Inquiétude dans le secteur touristique, vigilance des investisseurs étrangers: après le report des élections sénégalaises par le président Macky Sall et la mort de trois manifestants, les milieux économiques surveillent la situation dans ce pays longtemps réputé pour sa stabilité et son économie solide.
Le tourisme déjà affecté?
Le tourisme, qui est avec le pétrole une des pierres angulaires du plan de développement économique du pays, souffre déjà.
"Nous avons effectivement observé un nombre important d'annulations de touristes suite à la crise actuelle. Les réservations d'hôtels ont été particulièrement touchées", affirme Pape Berenger Ngom, président de l'association des professionnels de l'hôtellerie et de la restauration.
Les recherches pour les vols internationaux vers le pays ont diminué de 17% lors de la semaine du 2 au 8 février par rapport à la semaine précédente, note aussi la société spécialisée dans les données aériennes ForwardKeys.
Le tourisme représentait 10% du PIB et 9% des emplois dans le pays avant la pandémie, d'après les dernières données de la Banque mondiale.
La France représente un gros contingent de voyageurs, et les vacances scolaires qui ont démarré lundi auront valeur de "test", souligne Dominique Fruchter, économiste pour Coface.
"Je ne me sens pas d'y aller dans ce contexte, ce n'est pas stable du tout", témoigne auprès de l'AFP Sarah, une Française de 31 ans qui n'a pas souhaité donner son patronyme et devait voyager en avril dans le pays. Elle envisage de repousser son billet.
Le Club Med affichait en revanche toujours lundi 98% de remplissage dans son club en Casamance, et dit n'avoir pas imposé de restrictions sur les excursions.
Les multinationales inquiètes?
"La perception positive du Sénégal auprès des investisseurs locaux et étrangers sera grandement affectée au regard du risque pays élevé que cette situation va engendrer", s'est inquiétée jeudi la Confédération Nationale des Employeurs du Sénégal (CNES).
Le Sénégal abrite de nombreuses entreprises multinationales comme Nestlé, Philip Morris, TotalEnergies, Société Générale...
"Certains employés sont plus inquiets que d'autres", confie à l'AFP un chef d'entreprise installé à Dakar et préférant rester anonyme. Il n'y a "pas eu de demande de départs" de collaborateurs expatriés mais "le climat risque d'être très difficile" dans les prochains jours.
Les autorités sénégalaises ont interdit une marche de protestation à laquelle des représentants de la société civile appelaient mardi après-midi.
Deux projets impliquant des multinationales sont emblématiques du virage sénégalais vers les hydrocarbures, un secteur censé soutenir de plus en plus sa croissance: le champ gazier offshore Grand Tortue, porté par la major pétrolière britannique BP, et le champ gazier et pétrolier Sangomar, opéré par l'australien Woodside.
Ce dernier "reste dans les délais", a assuré Woodside à l'AFP: les premières extractions de pétrole auront lieu "mi-2024".
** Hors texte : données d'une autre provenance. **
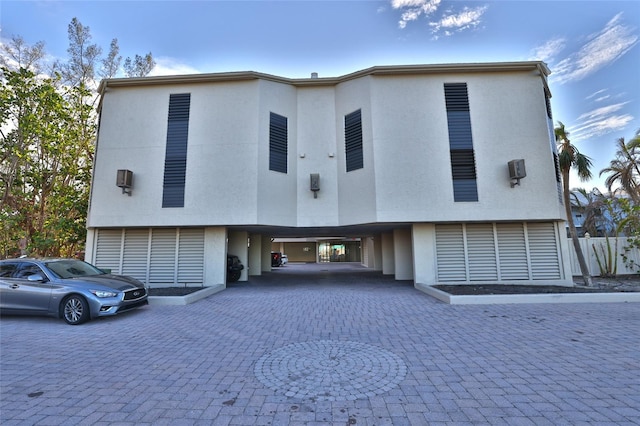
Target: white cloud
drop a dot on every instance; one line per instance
(449, 22)
(549, 50)
(466, 19)
(602, 49)
(413, 9)
(171, 66)
(601, 121)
Également sollicité, BP n'a pas voulu faire de commentaires. Pas plus que DP World, groupe de Dubaï qui construit un port en eau profonde à Ndayane, près de la capitale, ni le turc Aksa, qui fabrique une centrale électrique au gaz au nord du pays.
Au-delà des investissements déjà engagés, les projets futurs pourraient être victimes des troubles: "quand une entreprise décide d'un investissement, elle aura peut-être envie de le reporter quand elle lit ce qu'elle lit", s'inquiète Etienne Giros, président du Conseil français des investisseurs en Afrique, une nationalité très représentée dans la communauté d'affaires du pays.
L'aide internationale menacée?
Les bailleurs internationaux peuvent-ils couper les vivres au Sénégal si le conflit s'aggrave ? Trop tôt pour le dire, répondent plusieurs experts. Mais la question se pose sur un continent ayant connu huit coups d'Etat depuis 2020 et le tarissement des aides internationales pour certains pays, à l'instar du Niger et du Burkina Faso.
Avec 1,8 milliard de dollars versés en 2022 selon l'OCDE, le Sénégal figure parmi les pays du continent qui reçoivent le plus de soutiens financiers. Le Fonds monétaire international a encore validé en mai un programme d'aide de 1,8 milliard de dollars en échange de réformes, étalé sur trois ans.
Interrogé par l'AFP, le FMI dit qu'il "surveille activement la situation" mais n'a pas fait de commentaire sur les versements futurs à la lumière des derniers événements.
Des sanctions représenteraient néanmoins une surprise dans ce pays souvent montré en exemple, qui est "un des chouchous des organismes financiers multilatéraux et de développement, un pays solide institutionnellement avec des perspectives économiques favorables", souligne Dominique Fruchter.
La croissance est attendue par le FMI à 8,8% cette année, plus du double de celle estimée pour 2023.